Cette étude montre qu'il est possible d'élaborer
des modèles de prévision mensuelle des vents de poussière
et de sable en se basant sur l'approche statistique. Les indicateurs tel que
l'AOT et les SST ont montré un intérêt particulier. Ces
résultats sont encourageants et permettent d'envisager des prolongements
scientifiques importants.
En matière d'amélioration des systèmes
d'observation, il est clair que l'observation permet de pallier l'insuffisance
des réseaux au sol en régions sahariennes. Dans le cas des
phénomènes de sable, l'AOT est un paramètre pertinent
qu'il faut recueillir et suivre. Cependant, la perspective d'un
approfondissement physique de cette problématique nécessitera de
mieux caractériser les signatures radiométriques des surfaces
désertiques. La cartographie des états de surface au Sahara est
un élément clé pour l'identification des zones
potentiellement favorables au déclenchement des
phénomènes de sable. Par ailleurs, il sera
nécessaire de déterminer les vitesses seuils d'érosion
(exemple à partir de Météosat Infrarouge, en utilisant
l'indice IDDI -Infrared Difference Dust Index) et d'établir une
cartographie de ce paramètre sur les zones sources.

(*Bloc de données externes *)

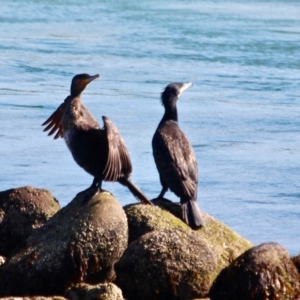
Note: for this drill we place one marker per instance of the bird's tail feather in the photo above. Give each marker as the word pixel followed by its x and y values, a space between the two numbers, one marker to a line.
pixel 134 190
pixel 191 214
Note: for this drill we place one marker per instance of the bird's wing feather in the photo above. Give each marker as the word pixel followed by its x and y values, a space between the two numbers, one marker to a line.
pixel 118 161
pixel 54 122
pixel 176 157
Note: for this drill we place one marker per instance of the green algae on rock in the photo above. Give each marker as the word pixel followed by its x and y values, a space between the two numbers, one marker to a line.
pixel 101 291
pixel 262 272
pixel 81 243
pixel 167 264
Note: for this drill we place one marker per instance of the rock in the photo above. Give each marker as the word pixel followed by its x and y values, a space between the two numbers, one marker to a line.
pixel 262 272
pixel 102 291
pixel 167 264
pixel 21 211
pixel 226 243
pixel 296 261
pixel 81 243
pixel 223 244
pixel 146 218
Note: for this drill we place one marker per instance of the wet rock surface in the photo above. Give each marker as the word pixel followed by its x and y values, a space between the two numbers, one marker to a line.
pixel 262 272
pixel 168 264
pixel 81 243
pixel 102 291
pixel 21 211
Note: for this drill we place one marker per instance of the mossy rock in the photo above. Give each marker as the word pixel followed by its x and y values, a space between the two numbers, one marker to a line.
pixel 262 272
pixel 101 291
pixel 81 243
pixel 226 243
pixel 22 210
pixel 167 264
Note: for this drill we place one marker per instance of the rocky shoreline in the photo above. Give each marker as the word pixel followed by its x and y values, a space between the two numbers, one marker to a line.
pixel 94 248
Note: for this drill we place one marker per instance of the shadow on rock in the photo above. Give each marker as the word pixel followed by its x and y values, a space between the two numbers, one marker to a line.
pixel 81 243
pixel 22 210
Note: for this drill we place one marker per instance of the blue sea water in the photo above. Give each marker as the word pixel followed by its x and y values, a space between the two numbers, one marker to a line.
pixel 242 114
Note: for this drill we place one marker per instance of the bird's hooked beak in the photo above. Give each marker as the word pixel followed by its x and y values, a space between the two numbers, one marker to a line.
pixel 91 78
pixel 184 86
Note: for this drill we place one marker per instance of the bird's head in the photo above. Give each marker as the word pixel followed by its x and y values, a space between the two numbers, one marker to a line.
pixel 80 81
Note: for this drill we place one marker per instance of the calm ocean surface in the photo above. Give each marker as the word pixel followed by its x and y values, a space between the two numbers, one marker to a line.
pixel 242 115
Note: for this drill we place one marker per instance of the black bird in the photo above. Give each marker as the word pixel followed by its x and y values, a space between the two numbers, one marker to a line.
pixel 99 151
pixel 175 159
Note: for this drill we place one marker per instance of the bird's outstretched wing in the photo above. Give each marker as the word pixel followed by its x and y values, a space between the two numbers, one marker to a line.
pixel 118 160
pixel 54 122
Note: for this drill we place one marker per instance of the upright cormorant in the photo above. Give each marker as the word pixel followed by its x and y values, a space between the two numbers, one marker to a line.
pixel 99 151
pixel 175 159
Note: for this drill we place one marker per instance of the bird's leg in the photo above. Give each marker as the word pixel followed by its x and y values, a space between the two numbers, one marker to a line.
pixel 95 183
pixel 162 193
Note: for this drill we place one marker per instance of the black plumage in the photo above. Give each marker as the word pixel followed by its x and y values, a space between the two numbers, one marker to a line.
pixel 99 151
pixel 175 159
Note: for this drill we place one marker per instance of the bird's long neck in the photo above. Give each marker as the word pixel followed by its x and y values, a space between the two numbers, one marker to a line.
pixel 170 113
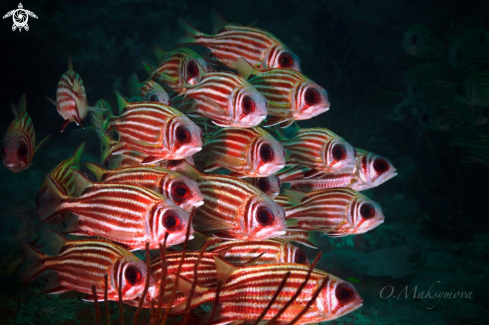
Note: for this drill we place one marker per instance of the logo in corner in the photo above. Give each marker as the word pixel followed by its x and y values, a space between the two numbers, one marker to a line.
pixel 20 17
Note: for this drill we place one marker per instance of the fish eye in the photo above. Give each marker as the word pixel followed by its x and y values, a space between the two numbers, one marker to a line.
pixel 133 275
pixel 413 39
pixel 180 191
pixel 380 165
pixel 171 221
pixel 192 69
pixel 367 211
pixel 285 60
pixel 264 216
pixel 266 153
pixel 248 105
pixel 344 292
pixel 311 96
pixel 339 152
pixel 22 151
pixel 300 257
pixel 183 135
pixel 263 184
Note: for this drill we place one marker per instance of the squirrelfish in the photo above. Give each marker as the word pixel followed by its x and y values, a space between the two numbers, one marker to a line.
pixel 229 42
pixel 146 91
pixel 269 185
pixel 62 175
pixel 291 96
pixel 177 68
pixel 81 264
pixel 247 291
pixel 19 143
pixel 127 214
pixel 156 130
pixel 227 99
pixel 178 188
pixel 251 152
pixel 320 149
pixel 236 208
pixel 71 97
pixel 337 212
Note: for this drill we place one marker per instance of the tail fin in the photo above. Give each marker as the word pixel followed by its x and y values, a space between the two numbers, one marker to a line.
pixel 36 267
pixel 191 33
pixel 54 206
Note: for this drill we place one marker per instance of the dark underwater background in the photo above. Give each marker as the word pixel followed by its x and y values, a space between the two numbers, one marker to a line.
pixel 436 230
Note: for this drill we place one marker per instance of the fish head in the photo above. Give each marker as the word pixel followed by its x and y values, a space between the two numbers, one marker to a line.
pixel 373 170
pixel 167 217
pixel 282 57
pixel 269 185
pixel 249 107
pixel 185 137
pixel 267 156
pixel 156 93
pixel 338 298
pixel 266 218
pixel 131 272
pixel 339 155
pixel 16 151
pixel 310 100
pixel 183 191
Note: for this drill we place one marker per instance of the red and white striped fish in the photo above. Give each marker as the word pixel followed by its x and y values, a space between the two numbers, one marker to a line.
pixel 19 143
pixel 269 185
pixel 127 214
pixel 62 175
pixel 236 208
pixel 71 97
pixel 337 211
pixel 247 291
pixel 240 252
pixel 146 91
pixel 229 42
pixel 178 188
pixel 291 96
pixel 227 99
pixel 160 132
pixel 81 264
pixel 177 68
pixel 251 152
pixel 320 149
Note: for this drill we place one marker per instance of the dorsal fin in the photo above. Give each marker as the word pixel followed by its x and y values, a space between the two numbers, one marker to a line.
pixel 159 52
pixel 121 101
pixel 217 22
pixel 224 269
pixel 132 84
pixel 244 68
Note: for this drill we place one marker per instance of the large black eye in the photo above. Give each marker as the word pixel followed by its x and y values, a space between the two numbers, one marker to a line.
pixel 300 257
pixel 344 292
pixel 183 135
pixel 263 184
pixel 171 221
pixel 339 152
pixel 380 165
pixel 413 39
pixel 264 216
pixel 22 151
pixel 192 69
pixel 285 60
pixel 179 191
pixel 248 105
pixel 133 275
pixel 311 96
pixel 367 211
pixel 266 153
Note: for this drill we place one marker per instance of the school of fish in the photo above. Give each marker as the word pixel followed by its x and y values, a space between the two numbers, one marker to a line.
pixel 195 154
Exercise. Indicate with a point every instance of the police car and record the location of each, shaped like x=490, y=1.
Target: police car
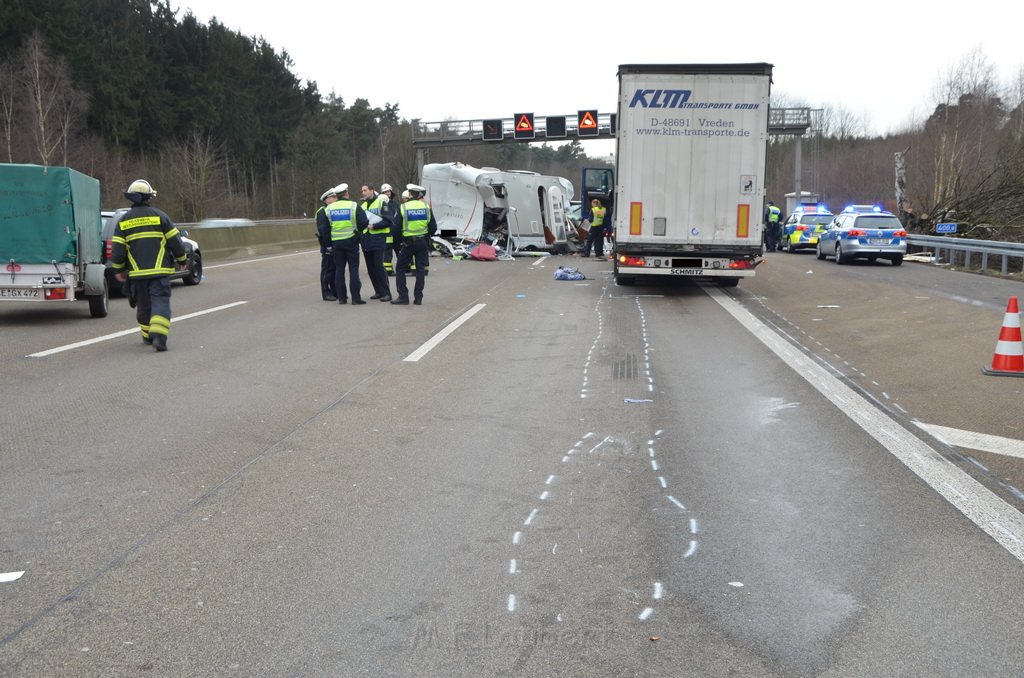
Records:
x=802, y=229
x=858, y=235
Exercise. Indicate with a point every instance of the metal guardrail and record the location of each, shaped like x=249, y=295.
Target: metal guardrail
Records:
x=965, y=249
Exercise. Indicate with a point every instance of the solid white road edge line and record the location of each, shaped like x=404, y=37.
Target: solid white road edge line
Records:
x=125, y=333
x=440, y=336
x=973, y=440
x=999, y=520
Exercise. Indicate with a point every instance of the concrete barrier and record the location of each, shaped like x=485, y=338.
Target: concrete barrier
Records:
x=235, y=242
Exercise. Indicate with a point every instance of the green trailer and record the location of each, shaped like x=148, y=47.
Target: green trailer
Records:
x=50, y=242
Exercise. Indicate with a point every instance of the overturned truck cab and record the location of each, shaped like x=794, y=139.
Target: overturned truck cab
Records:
x=521, y=210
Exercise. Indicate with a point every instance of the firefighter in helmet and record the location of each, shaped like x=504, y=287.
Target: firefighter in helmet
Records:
x=146, y=247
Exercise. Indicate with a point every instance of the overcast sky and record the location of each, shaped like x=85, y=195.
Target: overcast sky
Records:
x=473, y=59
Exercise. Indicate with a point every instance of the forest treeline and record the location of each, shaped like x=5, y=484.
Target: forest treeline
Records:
x=221, y=126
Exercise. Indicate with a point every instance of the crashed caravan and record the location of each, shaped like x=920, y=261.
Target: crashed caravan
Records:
x=522, y=210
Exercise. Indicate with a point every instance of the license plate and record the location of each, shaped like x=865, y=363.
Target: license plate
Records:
x=17, y=293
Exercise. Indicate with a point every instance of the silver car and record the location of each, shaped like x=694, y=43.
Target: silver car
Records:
x=863, y=236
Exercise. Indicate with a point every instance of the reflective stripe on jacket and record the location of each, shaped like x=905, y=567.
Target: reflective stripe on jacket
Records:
x=146, y=243
x=341, y=213
x=376, y=207
x=415, y=218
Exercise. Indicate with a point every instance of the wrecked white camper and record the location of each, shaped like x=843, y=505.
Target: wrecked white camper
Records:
x=520, y=210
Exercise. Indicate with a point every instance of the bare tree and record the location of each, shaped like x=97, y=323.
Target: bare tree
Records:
x=8, y=84
x=193, y=165
x=961, y=128
x=54, y=107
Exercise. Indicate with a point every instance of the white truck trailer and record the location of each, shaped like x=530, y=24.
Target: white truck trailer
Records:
x=688, y=197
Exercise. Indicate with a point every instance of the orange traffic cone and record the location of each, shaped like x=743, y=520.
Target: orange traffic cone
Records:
x=1009, y=358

Le système
AERONET est également une source pertinente de données. Une
station AERONET est opérationnelle en Algérie (Blida) et il est
recommandé d'étendre ce réseau pour caractériser
les régions semi-arides et désertiques.
Dans le domaine de la modélisation, cet axe de
recherche s'inscrit dans la thématique du cycle bio-géophysique
des aérosols désertiques. Les actions futures doivent viser la
modélisation du processus de soulèvement et de transport du sable
à plusieurs échelles : locale, synoptique, régionale et
planétaire. Cette démarche s'inscrit dans un cadre collaboratif
et l'utilisation du modèle global GOCART devrait inciter à des
efforts de modélisation régionale sur un domaine couvrant le
Sahara et ses marges proches. Les applications de ce type de simulations
futures sont nombreuses : agriculture, transport, lutte anti-acridienne,
aménagement du territoire. A une autre échelle, et compte tenu du
rôle de forçage radiatif du sable sur le climat global, cet axe de
recherche pourra s'inscrire dans la perspective d'étude du changement
climatique global et de ses impacts régionaux.